Once approved, the tender would be announced immediately with contracts likely to be awarded within four to six months, he said. "It can go directly to tender because everything is ready."
Kuwait hopes to tap western technology and expertise to raise production at the fields.
Three consortia of international oil firms, led by BP, ExxonMobil, Chevron, are competing to implement the plan. "We'll be bidding on Project Kuwait if the price is right," said James LeJeune, Chevron's president for Middle East and North Africa.
Chevron is leading a consortium that includes France's Total, Petro-Canada, Russia's Sibneft and China's Sinopec.
Project Kuwait was originally launched in 1998 and envisaged doubling output from five northern oil fields near the border with Iraq - Rawdatain, Sabrya, Ratga, Adali and Bahra.
Kuwait, a member of Opec, currently produces around 2.4 million barrels per day (bpd).
Sheikh Ahmad said the government hopes that work on the plan, which aims to boost output from four major northern fields to some 900,000 bpd from 530,000 bpd, would start before the end of the year.
A Kuwaiti parliamentary committee recently approved the huge oilfield development project.
"The committee has unanimously approved the northern oilfields development draft law," Abdulwahab Al Haroun, who heads the finance and economic committee, said recently.
He was speaking after a meeting between the committee and Sheikh Ahmad.
The minister said the government plans to seek full parliamentary approval for the plan.
"The government will like to see the project started by the end of the year if parliament passes the law before the end of the current legislative term," the minister said.
Haroun said the draft law covered only four oilfields at Rawdatain, Sabrya, Ratga, Adali and two reservoirs. "Other oilfields in the north are not included in the draft.
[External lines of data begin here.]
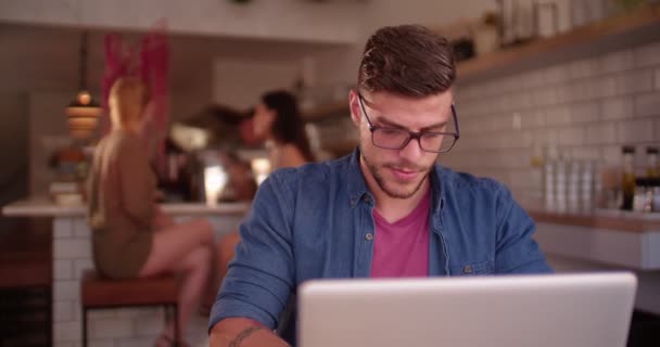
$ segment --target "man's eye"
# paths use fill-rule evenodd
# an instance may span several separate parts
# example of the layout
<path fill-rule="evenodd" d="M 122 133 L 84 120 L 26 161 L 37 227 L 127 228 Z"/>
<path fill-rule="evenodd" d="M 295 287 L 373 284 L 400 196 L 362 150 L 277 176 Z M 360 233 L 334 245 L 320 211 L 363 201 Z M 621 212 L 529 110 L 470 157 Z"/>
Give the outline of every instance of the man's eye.
<path fill-rule="evenodd" d="M 383 129 L 380 129 L 380 131 L 381 131 L 381 132 L 382 132 L 382 134 L 384 134 L 384 136 L 392 136 L 392 137 L 394 137 L 394 136 L 398 136 L 398 134 L 401 134 L 401 133 L 402 133 L 402 131 L 401 131 L 401 130 L 398 130 L 398 129 L 386 129 L 386 128 L 383 128 Z"/>

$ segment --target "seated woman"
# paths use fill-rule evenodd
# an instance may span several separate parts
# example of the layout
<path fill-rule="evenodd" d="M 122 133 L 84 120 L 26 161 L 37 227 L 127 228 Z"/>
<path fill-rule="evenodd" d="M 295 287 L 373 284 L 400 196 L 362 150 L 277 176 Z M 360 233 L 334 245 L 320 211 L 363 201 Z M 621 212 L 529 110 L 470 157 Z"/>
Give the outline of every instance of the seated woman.
<path fill-rule="evenodd" d="M 137 78 L 119 78 L 110 91 L 112 130 L 96 147 L 88 181 L 93 261 L 100 274 L 115 279 L 180 273 L 183 336 L 212 272 L 213 231 L 206 220 L 174 223 L 155 204 L 155 176 L 139 136 L 148 100 Z M 181 344 L 173 336 L 169 322 L 156 345 Z"/>
<path fill-rule="evenodd" d="M 266 141 L 270 167 L 297 167 L 314 162 L 295 97 L 287 91 L 271 91 L 262 95 L 253 115 L 254 136 Z M 240 242 L 238 231 L 224 236 L 218 243 L 219 279 L 227 274 L 233 249 Z"/>

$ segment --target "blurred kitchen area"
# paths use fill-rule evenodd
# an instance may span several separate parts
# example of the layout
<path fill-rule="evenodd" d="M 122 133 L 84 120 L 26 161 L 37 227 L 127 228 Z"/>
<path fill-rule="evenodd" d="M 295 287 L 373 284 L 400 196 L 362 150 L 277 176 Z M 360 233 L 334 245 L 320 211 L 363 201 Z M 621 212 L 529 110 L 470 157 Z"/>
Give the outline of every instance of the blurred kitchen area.
<path fill-rule="evenodd" d="M 225 233 L 249 208 L 245 178 L 268 174 L 250 129 L 259 95 L 296 94 L 317 159 L 351 153 L 365 40 L 403 23 L 447 36 L 459 60 L 460 140 L 440 162 L 505 183 L 557 271 L 635 271 L 629 345 L 659 346 L 657 0 L 0 0 L 0 346 L 80 346 L 81 182 L 107 126 L 88 106 L 102 106 L 109 37 L 138 57 L 165 38 L 163 206 Z M 158 314 L 92 314 L 91 345 L 150 345 Z M 205 323 L 188 339 L 203 344 Z"/>

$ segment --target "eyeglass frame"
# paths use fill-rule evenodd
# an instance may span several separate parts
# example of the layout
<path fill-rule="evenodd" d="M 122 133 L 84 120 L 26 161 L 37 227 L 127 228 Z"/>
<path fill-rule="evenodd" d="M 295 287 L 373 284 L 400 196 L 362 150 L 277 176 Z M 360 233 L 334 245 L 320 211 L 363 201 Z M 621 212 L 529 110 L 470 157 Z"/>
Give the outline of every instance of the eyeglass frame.
<path fill-rule="evenodd" d="M 365 115 L 365 118 L 367 119 L 367 125 L 368 125 L 368 129 L 371 132 L 371 143 L 379 147 L 379 149 L 384 149 L 384 150 L 402 150 L 405 149 L 408 143 L 410 143 L 410 141 L 412 139 L 417 140 L 417 145 L 419 145 L 419 149 L 424 151 L 424 152 L 429 152 L 429 153 L 447 153 L 449 151 L 452 151 L 452 149 L 456 145 L 456 142 L 458 142 L 458 139 L 460 139 L 460 130 L 458 129 L 458 117 L 456 116 L 456 107 L 454 106 L 454 103 L 452 102 L 452 116 L 454 118 L 454 124 L 456 125 L 456 132 L 448 132 L 448 131 L 410 131 L 408 129 L 397 129 L 397 130 L 402 130 L 402 131 L 407 131 L 408 132 L 408 139 L 406 141 L 404 141 L 404 143 L 398 147 L 398 149 L 391 149 L 391 147 L 383 147 L 381 145 L 376 144 L 376 142 L 373 141 L 373 131 L 378 130 L 378 129 L 396 129 L 396 128 L 391 128 L 391 127 L 381 127 L 381 126 L 375 126 L 371 123 L 371 119 L 369 119 L 369 116 L 367 115 L 367 110 L 365 108 L 365 104 L 363 102 L 363 94 L 359 91 L 356 91 L 357 93 L 357 100 L 359 102 L 359 106 L 363 111 L 363 114 Z M 424 150 L 421 146 L 421 137 L 424 134 L 441 134 L 441 136 L 450 136 L 454 137 L 454 142 L 452 143 L 452 146 L 448 147 L 446 151 L 429 151 L 429 150 Z"/>

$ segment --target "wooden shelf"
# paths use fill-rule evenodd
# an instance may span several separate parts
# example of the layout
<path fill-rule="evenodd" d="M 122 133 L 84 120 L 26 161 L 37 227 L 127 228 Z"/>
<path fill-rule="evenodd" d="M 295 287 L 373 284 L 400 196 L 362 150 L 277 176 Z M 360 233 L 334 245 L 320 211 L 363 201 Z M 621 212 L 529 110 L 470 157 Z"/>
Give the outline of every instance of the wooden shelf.
<path fill-rule="evenodd" d="M 528 213 L 535 222 L 608 229 L 634 233 L 660 231 L 659 214 L 640 214 L 620 210 L 596 211 L 592 215 L 558 214 L 541 210 L 530 210 Z"/>
<path fill-rule="evenodd" d="M 305 112 L 303 118 L 307 121 L 315 121 L 330 116 L 347 116 L 348 113 L 348 101 L 342 100 L 322 104 L 312 111 Z"/>
<path fill-rule="evenodd" d="M 645 5 L 550 38 L 488 53 L 458 64 L 460 81 L 534 67 L 534 61 L 559 63 L 588 53 L 617 50 L 660 38 L 660 5 Z"/>

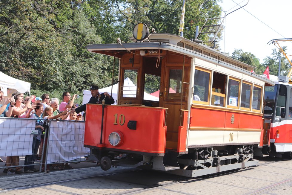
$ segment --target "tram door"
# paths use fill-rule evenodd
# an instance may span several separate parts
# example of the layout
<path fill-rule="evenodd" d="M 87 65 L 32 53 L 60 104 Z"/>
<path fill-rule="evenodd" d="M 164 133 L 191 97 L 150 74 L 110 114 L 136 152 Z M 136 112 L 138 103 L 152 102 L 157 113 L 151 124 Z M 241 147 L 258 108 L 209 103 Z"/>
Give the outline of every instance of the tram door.
<path fill-rule="evenodd" d="M 181 110 L 187 109 L 190 59 L 168 52 L 162 69 L 164 72 L 162 74 L 163 81 L 160 86 L 159 106 L 168 108 L 166 120 L 167 149 L 177 148 L 179 127 L 184 120 L 183 115 L 181 116 Z"/>

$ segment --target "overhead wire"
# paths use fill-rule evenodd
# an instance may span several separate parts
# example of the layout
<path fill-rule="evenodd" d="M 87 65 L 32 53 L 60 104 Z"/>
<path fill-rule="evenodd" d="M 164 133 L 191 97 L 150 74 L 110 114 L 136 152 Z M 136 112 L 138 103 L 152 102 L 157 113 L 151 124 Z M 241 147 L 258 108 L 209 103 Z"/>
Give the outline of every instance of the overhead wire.
<path fill-rule="evenodd" d="M 237 4 L 237 5 L 238 5 L 238 6 L 240 6 L 238 4 L 237 4 L 237 3 L 236 3 L 236 2 L 235 1 L 233 1 L 233 0 L 231 0 L 232 1 L 233 1 L 234 3 L 236 4 Z M 268 27 L 269 27 L 269 28 L 271 28 L 271 29 L 272 29 L 272 30 L 273 30 L 273 31 L 274 31 L 275 32 L 276 32 L 277 33 L 279 34 L 279 35 L 281 35 L 281 36 L 282 36 L 283 37 L 286 38 L 286 37 L 285 37 L 285 36 L 284 36 L 282 35 L 282 34 L 280 34 L 279 33 L 278 33 L 278 32 L 277 32 L 275 30 L 274 30 L 273 29 L 273 28 L 272 28 L 271 27 L 270 27 L 268 25 L 267 25 L 267 24 L 266 24 L 265 23 L 265 22 L 264 22 L 263 21 L 262 21 L 262 20 L 261 20 L 260 19 L 259 19 L 258 18 L 257 18 L 254 15 L 253 15 L 253 14 L 252 14 L 252 13 L 251 13 L 250 12 L 249 12 L 248 11 L 247 11 L 245 9 L 244 9 L 244 8 L 242 8 L 242 9 L 244 10 L 245 11 L 246 11 L 249 14 L 250 14 L 254 18 L 255 18 L 256 19 L 257 19 L 260 22 L 262 22 L 262 23 L 263 24 L 264 24 L 266 26 Z"/>

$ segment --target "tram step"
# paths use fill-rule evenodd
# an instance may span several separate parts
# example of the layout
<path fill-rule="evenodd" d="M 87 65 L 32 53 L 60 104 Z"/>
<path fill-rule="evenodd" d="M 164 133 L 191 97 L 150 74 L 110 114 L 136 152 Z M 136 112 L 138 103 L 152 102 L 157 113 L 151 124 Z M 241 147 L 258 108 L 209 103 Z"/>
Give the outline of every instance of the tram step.
<path fill-rule="evenodd" d="M 270 155 L 268 154 L 263 154 L 262 156 L 263 157 L 266 157 L 267 156 L 269 156 Z"/>
<path fill-rule="evenodd" d="M 179 167 L 173 167 L 172 166 L 165 166 L 165 170 L 175 170 L 175 169 L 179 169 Z"/>

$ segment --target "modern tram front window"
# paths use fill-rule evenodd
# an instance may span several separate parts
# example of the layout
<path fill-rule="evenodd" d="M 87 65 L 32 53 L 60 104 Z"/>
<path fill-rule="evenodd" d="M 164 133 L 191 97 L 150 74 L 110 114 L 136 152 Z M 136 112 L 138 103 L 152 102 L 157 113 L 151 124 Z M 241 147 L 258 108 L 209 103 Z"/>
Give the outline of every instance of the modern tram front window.
<path fill-rule="evenodd" d="M 287 88 L 285 85 L 280 85 L 276 105 L 276 116 L 277 116 L 285 117 L 287 96 Z"/>
<path fill-rule="evenodd" d="M 265 87 L 264 114 L 271 115 L 273 112 L 278 86 Z"/>

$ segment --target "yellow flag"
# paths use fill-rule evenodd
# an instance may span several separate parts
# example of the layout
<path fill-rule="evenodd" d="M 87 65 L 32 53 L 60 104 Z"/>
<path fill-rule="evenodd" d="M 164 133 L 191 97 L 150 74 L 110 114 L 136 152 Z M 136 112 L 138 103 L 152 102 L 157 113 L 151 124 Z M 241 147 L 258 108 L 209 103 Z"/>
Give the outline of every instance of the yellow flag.
<path fill-rule="evenodd" d="M 182 5 L 182 16 L 180 18 L 180 22 L 179 23 L 179 33 L 184 31 L 184 23 L 185 22 L 185 0 L 184 0 Z"/>

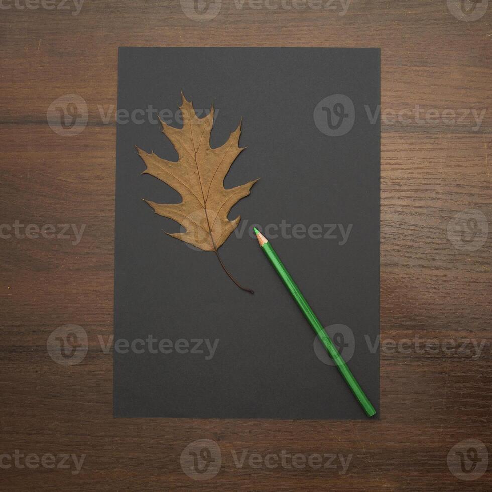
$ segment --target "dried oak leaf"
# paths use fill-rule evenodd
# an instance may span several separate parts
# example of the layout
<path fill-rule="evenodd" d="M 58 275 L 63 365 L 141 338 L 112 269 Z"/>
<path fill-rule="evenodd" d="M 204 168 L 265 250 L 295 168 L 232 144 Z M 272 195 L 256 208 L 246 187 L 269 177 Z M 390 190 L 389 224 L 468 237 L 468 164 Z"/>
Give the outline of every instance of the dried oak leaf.
<path fill-rule="evenodd" d="M 144 201 L 156 213 L 172 219 L 186 229 L 185 232 L 169 235 L 201 250 L 214 252 L 224 269 L 235 282 L 217 250 L 240 221 L 240 216 L 232 221 L 227 218 L 231 208 L 250 194 L 251 187 L 258 180 L 230 189 L 224 188 L 224 179 L 232 163 L 245 148 L 238 145 L 241 124 L 231 133 L 223 145 L 212 149 L 210 137 L 213 125 L 213 106 L 208 115 L 198 118 L 192 103 L 182 93 L 179 108 L 183 120 L 181 128 L 171 127 L 159 119 L 162 133 L 178 153 L 177 162 L 161 159 L 153 152 L 148 154 L 137 148 L 147 166 L 142 174 L 151 174 L 164 181 L 181 195 L 182 201 L 167 204 Z"/>

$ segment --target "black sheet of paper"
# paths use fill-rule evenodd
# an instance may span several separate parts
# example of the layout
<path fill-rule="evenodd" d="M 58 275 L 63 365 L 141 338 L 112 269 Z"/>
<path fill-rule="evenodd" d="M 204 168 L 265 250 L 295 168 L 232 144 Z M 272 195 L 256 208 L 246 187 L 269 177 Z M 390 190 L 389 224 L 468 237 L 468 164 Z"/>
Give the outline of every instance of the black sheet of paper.
<path fill-rule="evenodd" d="M 264 231 L 377 409 L 380 51 L 121 48 L 114 282 L 116 417 L 363 419 L 258 247 Z M 180 126 L 180 91 L 215 108 L 211 142 L 243 118 L 226 188 L 261 179 L 215 255 L 141 199 L 178 193 L 140 174 L 134 145 L 176 161 L 156 113 Z"/>

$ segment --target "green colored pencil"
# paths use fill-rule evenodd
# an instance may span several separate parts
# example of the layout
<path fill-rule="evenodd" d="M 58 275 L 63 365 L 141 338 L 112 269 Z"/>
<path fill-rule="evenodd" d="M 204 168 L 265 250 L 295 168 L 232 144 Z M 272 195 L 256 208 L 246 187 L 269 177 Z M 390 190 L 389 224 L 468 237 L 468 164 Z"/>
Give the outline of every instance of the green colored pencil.
<path fill-rule="evenodd" d="M 342 358 L 336 349 L 336 347 L 331 341 L 331 339 L 326 334 L 323 326 L 319 322 L 319 320 L 313 312 L 313 310 L 311 309 L 311 307 L 304 298 L 304 296 L 301 294 L 299 288 L 296 285 L 295 282 L 292 280 L 292 277 L 290 276 L 285 267 L 284 266 L 280 261 L 280 259 L 275 253 L 275 250 L 272 247 L 268 241 L 258 232 L 256 227 L 254 227 L 254 230 L 261 249 L 267 255 L 267 258 L 270 260 L 270 263 L 273 266 L 273 268 L 279 274 L 279 276 L 287 288 L 289 292 L 290 292 L 291 295 L 297 303 L 297 305 L 299 306 L 303 314 L 309 322 L 309 324 L 311 325 L 318 335 L 318 337 L 321 340 L 325 348 L 326 349 L 326 351 L 328 352 L 328 354 L 333 359 L 333 362 L 335 362 L 335 364 L 338 368 L 338 371 L 340 371 L 345 379 L 347 384 L 348 385 L 353 392 L 353 394 L 358 400 L 361 406 L 364 409 L 364 411 L 368 417 L 372 417 L 376 413 L 376 411 L 374 409 L 374 407 L 371 404 L 371 402 L 369 401 L 367 395 L 364 393 L 364 390 L 357 382 L 357 380 L 352 374 L 352 372 L 348 368 L 348 366 Z"/>

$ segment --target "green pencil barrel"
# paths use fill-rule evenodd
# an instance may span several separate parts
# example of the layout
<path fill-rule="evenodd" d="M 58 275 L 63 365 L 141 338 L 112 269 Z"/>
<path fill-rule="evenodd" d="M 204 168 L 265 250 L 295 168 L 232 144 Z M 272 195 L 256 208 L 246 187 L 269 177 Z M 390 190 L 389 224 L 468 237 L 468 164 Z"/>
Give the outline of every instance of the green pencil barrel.
<path fill-rule="evenodd" d="M 313 329 L 316 332 L 318 338 L 324 345 L 326 351 L 328 352 L 328 354 L 335 362 L 336 366 L 338 368 L 338 370 L 341 373 L 342 376 L 350 387 L 350 389 L 358 400 L 367 416 L 372 417 L 376 413 L 374 407 L 371 404 L 367 395 L 364 393 L 364 390 L 360 387 L 360 385 L 352 374 L 352 372 L 348 368 L 348 366 L 342 358 L 336 347 L 331 341 L 331 339 L 326 334 L 323 326 L 319 322 L 319 320 L 316 317 L 313 310 L 311 309 L 311 306 L 308 304 L 304 296 L 299 290 L 299 288 L 292 279 L 292 277 L 290 276 L 289 272 L 280 261 L 280 259 L 275 253 L 275 250 L 270 245 L 269 242 L 267 242 L 264 244 L 262 247 L 262 249 L 265 252 L 267 258 L 270 260 L 274 268 L 275 269 L 280 278 L 282 279 L 282 282 L 289 290 L 296 302 L 297 303 Z"/>

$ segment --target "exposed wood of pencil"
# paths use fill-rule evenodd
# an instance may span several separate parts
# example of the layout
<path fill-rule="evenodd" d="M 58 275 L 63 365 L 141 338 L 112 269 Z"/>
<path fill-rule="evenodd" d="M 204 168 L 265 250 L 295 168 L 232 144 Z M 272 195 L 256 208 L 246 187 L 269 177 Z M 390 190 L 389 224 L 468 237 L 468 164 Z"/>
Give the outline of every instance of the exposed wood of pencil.
<path fill-rule="evenodd" d="M 267 240 L 261 232 L 256 233 L 256 238 L 258 240 L 258 242 L 260 243 L 260 246 L 263 246 L 264 244 L 266 244 L 268 242 L 268 241 Z"/>

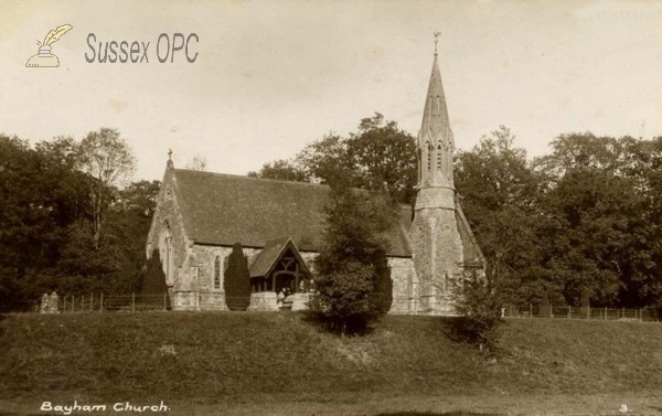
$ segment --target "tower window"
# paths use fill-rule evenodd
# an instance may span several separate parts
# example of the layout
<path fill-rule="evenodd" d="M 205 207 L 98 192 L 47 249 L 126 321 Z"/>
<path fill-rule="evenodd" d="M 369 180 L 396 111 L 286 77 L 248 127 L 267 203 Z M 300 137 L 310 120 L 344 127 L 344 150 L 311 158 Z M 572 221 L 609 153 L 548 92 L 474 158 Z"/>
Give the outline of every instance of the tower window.
<path fill-rule="evenodd" d="M 427 171 L 433 169 L 433 146 L 427 143 Z"/>

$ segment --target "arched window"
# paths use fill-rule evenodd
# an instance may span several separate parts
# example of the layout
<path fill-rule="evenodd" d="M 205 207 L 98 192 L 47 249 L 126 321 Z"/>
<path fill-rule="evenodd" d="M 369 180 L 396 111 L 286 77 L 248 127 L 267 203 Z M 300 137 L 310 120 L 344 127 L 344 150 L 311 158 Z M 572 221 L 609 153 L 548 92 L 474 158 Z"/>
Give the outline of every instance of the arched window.
<path fill-rule="evenodd" d="M 214 258 L 214 289 L 221 289 L 221 257 Z"/>
<path fill-rule="evenodd" d="M 161 256 L 161 265 L 163 267 L 163 274 L 166 275 L 166 281 L 168 285 L 172 285 L 174 278 L 174 253 L 172 249 L 172 235 L 170 234 L 170 226 L 168 223 L 163 223 L 161 227 L 161 235 L 159 236 L 159 255 Z"/>

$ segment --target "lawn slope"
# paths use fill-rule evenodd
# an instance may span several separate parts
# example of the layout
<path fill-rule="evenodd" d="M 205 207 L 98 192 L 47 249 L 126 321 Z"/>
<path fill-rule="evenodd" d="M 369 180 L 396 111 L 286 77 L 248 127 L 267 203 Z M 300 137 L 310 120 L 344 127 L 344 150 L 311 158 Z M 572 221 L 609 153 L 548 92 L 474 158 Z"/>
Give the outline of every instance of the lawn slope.
<path fill-rule="evenodd" d="M 363 338 L 298 313 L 11 314 L 0 321 L 0 401 L 342 402 L 352 397 L 662 391 L 662 326 L 509 320 L 498 354 L 450 321 L 386 317 Z"/>

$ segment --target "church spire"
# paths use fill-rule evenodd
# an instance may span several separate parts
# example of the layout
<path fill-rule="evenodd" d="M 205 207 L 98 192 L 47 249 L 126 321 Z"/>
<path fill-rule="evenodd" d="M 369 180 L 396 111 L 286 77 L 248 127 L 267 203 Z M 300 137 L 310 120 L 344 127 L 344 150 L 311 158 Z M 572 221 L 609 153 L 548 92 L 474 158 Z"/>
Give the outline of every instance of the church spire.
<path fill-rule="evenodd" d="M 437 53 L 439 32 L 435 33 L 435 58 L 433 73 L 423 110 L 423 122 L 418 132 L 418 186 L 452 188 L 452 153 L 455 140 Z"/>

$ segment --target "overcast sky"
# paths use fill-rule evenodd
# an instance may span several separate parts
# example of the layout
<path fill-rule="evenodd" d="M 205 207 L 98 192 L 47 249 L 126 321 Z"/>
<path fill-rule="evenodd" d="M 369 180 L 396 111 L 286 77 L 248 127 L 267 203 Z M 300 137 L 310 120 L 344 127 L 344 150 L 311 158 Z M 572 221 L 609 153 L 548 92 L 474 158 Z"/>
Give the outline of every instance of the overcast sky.
<path fill-rule="evenodd" d="M 65 23 L 60 67 L 26 68 Z M 499 125 L 530 156 L 563 132 L 662 135 L 662 1 L 576 0 L 3 1 L 0 132 L 117 128 L 136 180 L 161 179 L 169 148 L 175 167 L 245 174 L 374 111 L 416 135 L 435 31 L 458 148 Z M 199 36 L 194 63 L 159 63 L 175 32 Z M 150 42 L 149 63 L 88 63 L 89 33 L 95 50 Z"/>

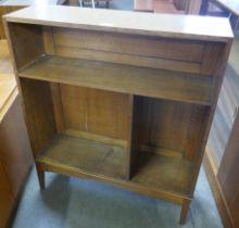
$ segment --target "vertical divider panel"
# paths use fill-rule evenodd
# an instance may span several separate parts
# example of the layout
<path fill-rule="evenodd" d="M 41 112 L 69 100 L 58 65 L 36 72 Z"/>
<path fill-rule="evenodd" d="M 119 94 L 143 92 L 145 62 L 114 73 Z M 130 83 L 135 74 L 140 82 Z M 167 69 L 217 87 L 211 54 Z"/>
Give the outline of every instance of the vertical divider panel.
<path fill-rule="evenodd" d="M 51 97 L 53 103 L 53 111 L 54 111 L 54 119 L 58 132 L 65 131 L 65 118 L 63 113 L 62 106 L 62 96 L 61 96 L 61 88 L 59 84 L 51 83 Z"/>
<path fill-rule="evenodd" d="M 43 47 L 47 54 L 54 54 L 53 28 L 50 26 L 42 26 Z"/>

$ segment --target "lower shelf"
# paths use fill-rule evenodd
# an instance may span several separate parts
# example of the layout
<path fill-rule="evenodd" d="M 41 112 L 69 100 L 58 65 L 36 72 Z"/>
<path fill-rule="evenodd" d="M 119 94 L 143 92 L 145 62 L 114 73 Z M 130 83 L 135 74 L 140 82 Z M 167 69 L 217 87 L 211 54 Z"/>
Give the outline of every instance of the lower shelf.
<path fill-rule="evenodd" d="M 37 162 L 81 173 L 123 179 L 126 149 L 89 139 L 58 135 Z"/>
<path fill-rule="evenodd" d="M 58 135 L 36 161 L 47 170 L 60 174 L 91 177 L 156 197 L 163 192 L 190 198 L 191 163 L 181 157 L 141 152 L 138 170 L 126 180 L 126 155 L 123 147 Z"/>

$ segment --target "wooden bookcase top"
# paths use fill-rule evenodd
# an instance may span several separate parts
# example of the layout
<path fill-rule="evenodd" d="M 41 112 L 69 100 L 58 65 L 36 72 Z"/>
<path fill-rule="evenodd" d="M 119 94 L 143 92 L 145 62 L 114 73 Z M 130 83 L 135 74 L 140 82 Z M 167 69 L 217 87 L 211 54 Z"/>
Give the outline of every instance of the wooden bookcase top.
<path fill-rule="evenodd" d="M 79 16 L 80 15 L 80 16 Z M 151 14 L 64 5 L 29 7 L 5 16 L 8 22 L 115 31 L 167 38 L 226 42 L 232 38 L 227 18 Z"/>

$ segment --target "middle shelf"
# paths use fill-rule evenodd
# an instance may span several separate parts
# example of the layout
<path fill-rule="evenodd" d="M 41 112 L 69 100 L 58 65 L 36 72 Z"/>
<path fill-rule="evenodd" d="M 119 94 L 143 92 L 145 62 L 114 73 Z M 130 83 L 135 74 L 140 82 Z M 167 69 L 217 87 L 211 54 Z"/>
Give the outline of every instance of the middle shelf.
<path fill-rule="evenodd" d="M 212 77 L 99 61 L 43 55 L 20 77 L 151 98 L 211 104 Z"/>

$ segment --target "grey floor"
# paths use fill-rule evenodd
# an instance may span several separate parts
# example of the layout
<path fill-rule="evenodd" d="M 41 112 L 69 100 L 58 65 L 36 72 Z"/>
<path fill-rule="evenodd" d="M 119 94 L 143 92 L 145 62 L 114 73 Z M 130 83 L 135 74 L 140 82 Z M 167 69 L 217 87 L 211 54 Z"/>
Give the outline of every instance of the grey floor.
<path fill-rule="evenodd" d="M 39 190 L 35 168 L 27 180 L 13 228 L 180 227 L 180 207 L 113 186 L 47 173 Z M 186 228 L 223 228 L 201 169 Z"/>

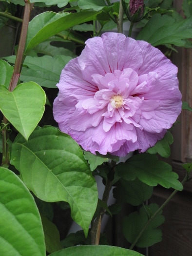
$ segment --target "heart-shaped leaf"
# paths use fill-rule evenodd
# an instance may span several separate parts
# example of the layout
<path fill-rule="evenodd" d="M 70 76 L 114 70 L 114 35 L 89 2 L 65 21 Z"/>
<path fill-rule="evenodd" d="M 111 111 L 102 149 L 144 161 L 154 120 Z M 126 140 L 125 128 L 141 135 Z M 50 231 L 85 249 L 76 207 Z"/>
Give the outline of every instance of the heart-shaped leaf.
<path fill-rule="evenodd" d="M 31 194 L 9 170 L 0 167 L 0 252 L 2 256 L 46 255 L 43 231 Z"/>
<path fill-rule="evenodd" d="M 34 82 L 19 84 L 13 92 L 0 86 L 0 109 L 26 139 L 41 119 L 45 101 L 45 92 Z"/>
<path fill-rule="evenodd" d="M 41 200 L 69 203 L 71 216 L 87 236 L 97 203 L 97 190 L 83 153 L 69 135 L 52 126 L 38 127 L 28 141 L 19 135 L 11 163 Z"/>

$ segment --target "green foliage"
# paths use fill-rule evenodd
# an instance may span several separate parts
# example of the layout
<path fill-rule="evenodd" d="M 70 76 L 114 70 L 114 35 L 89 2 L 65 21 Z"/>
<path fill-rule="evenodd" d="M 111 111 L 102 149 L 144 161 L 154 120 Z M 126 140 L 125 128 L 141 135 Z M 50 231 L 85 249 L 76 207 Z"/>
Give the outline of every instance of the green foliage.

The development of the other oilfields will require another law," he added.
The minister said the period of development is a non-renewable 20 years.
"Another law must be passed to give a specific timeframe for additional years if the government finds that the 20-period is not enough," he added.
The committee has decided to refer the plan to the national assembly.
Kuwait pumps around 2.3 million bpd and aims to increase output to four million bpd by 2020. Originally, the project aimed to boost northern oil output from a mid-1990s level of 450,000 barrels per day to 900,000 barrels per day.
However, state production arm Kuwait Oil Company has since boosted actual northern production to around 520,000 barrels per day and is expected to increase it to a capacity of 810,000 barrels per day once a newly rebuilt oil gathering centre is ramped up in scheduled stages between September and December.
Al Haroun said the parliamentary committee had either modified or added 11 key points to the unanimously approved measure.
The winning international consortium will enter directly into the technical services agreement with a newly formed development subsidiary established by Kuwait Petroleum Corporation specifically for the project.
The total period of the contract will extend for 20 years, and after 20 years all facilities and utilities installed by the foreign companies will become Kuwaiti property.
"It will not be allowed to have a 10-year extension to the project as was previously proposed," said Al Haroun, noting that such an extension could only be granted through a new law approved by the parliament.
National labour force percentages on the project have been raised to 80 per cent and the income tax to be levied on the foreign companies was set at 25 per cent.